Senior Site Reliability Engineer(Events)
RingCentral.com
Office
Spain Valencia
Full Time
About Ringcentral Events
RingCentral Events (formerly Hopin Events) is a robust, all-in-one platform for creating and managing professional, engaging events for any audience. It provides a complete solution that simplifies the entire event lifecycle - from planning, promotion, and live execution to post-event analytics.
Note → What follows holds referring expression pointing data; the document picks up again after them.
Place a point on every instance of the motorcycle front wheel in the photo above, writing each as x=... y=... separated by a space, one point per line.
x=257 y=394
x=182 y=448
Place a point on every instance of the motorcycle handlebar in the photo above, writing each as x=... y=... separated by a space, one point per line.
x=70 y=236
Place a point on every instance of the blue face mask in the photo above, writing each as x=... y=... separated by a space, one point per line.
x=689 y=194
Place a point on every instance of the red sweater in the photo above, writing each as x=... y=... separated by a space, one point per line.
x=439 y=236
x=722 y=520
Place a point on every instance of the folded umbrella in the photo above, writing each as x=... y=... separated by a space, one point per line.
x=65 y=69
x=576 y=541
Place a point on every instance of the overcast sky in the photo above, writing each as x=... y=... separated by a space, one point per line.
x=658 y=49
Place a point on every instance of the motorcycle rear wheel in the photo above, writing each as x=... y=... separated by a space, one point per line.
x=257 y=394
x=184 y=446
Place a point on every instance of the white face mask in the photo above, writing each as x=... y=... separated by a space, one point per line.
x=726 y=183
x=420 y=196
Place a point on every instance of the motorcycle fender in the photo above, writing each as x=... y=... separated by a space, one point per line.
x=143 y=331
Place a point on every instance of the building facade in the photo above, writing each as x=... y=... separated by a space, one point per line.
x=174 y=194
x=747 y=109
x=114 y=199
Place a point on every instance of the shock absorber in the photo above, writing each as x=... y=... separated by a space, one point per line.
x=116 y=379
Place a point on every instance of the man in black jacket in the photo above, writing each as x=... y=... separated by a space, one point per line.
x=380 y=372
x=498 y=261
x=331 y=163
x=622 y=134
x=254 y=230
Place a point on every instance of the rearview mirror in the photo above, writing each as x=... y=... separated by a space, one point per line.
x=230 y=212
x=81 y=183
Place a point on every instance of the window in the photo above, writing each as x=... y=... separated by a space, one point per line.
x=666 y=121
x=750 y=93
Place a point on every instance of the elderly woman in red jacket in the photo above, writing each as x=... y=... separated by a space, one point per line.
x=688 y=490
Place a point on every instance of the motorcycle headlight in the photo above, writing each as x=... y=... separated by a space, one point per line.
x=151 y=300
The platform's broad set of features supports virtual, hybrid, and in-person events, ensuring a seamless experience whether the audience is online, in-person, or a mix of both.
Position Overview
As a Site Reliability Engineer for RingCentral Events, you're not just an infrastructure owner - you're a crucial part of our mission to deliver flawless, high-scale experiences for global audiences. Your role is central to our ability to deliver a reliable and performant platform. You will be a key contributor to our software delivery flow, ensuring that changes move from development to production with speed, safety, and consistency. Additionally, you will proactively eliminate observability gaps and build a self-healing infrastructure to ensure our system performs under pressure.
Responsibilities:
- Manage cloud infrastructure on AWS and EKS, leveraging IaC and GitOps to ensure scalability
- Participate in service capacity planning, software performance analysis, and system tuning
- Design, consult, re-platform, and re-factor the observability of current cloud infrastructure
- Participate in release management, working closely with engineering teams to bring GitOps principles to our release process and manage CI/CD pipelines using GitLab CI
- Take part in 24/7 on-call responsibilities (~2 days/month based on rotation schedule) to ensure continuous availability and quick response to issues in production
- Conduct blameless post-mortems to learn from incidents and prevent future ones
- Develop and test disaster recovery plans and runbooks to ensure business continuity
- Implement security best practices and controls within the infrastructure to meet compliance standards and prepare for audits
Requirements:
- Familiarity with cloud-native services and architectures, experience with cloud providers - our infrastructure is built on AWS
- Experience in running mission critical services at scale without disruption
- Hands-on experience with Kubernetes and infrastructure as code (IaC) using Terraform, focusing on scalability and efficient infrastructure management
- Proficiency in designing and maintaining CI/CD pipelines, with a preference for GitLab CI
- Experience with monitoring, APM, logging, and analytics tools
- Strong problem-solving skills with the ability to analyze and debug complex distributed systems, tracing requests and data flows from the kernel to the web to identify root causes
- Ability to spot, address, and optimize performance bottlenecks
- Proactive approach, favoring iterative action over waiting for things to happen or to be perfect
- Familiarity with incident, problem and change management processes and best practices
Nice To Have:
- A reliability-oriented mindset with a focus on designing and building resilient architectures
- Previous SRE experience or knowledge, giving you a heightened awareness of what data to collect, how to display it, and how users can benefit from it
- Knowledge of scripting languages such as Python or Go
- Familiarity with GitOps principles and tools like ArgoCD
- Knowledge of caching mechanisms, such as Redis
- Experience with messaging queues like MSK Kafka, SQS or RabbitMQ
- Familiarity with database management systems like AWS Aurora and PostgreSQL
We Offer:
Well-Coordinated Professional Team
- Cutting edge technologies, interesting and challenging tasks, dynamic project, great opportunities for self-realization, professional and career growth
- Additional Health and Life Insurance Package
Employee Assistance Program
23 Vacation Days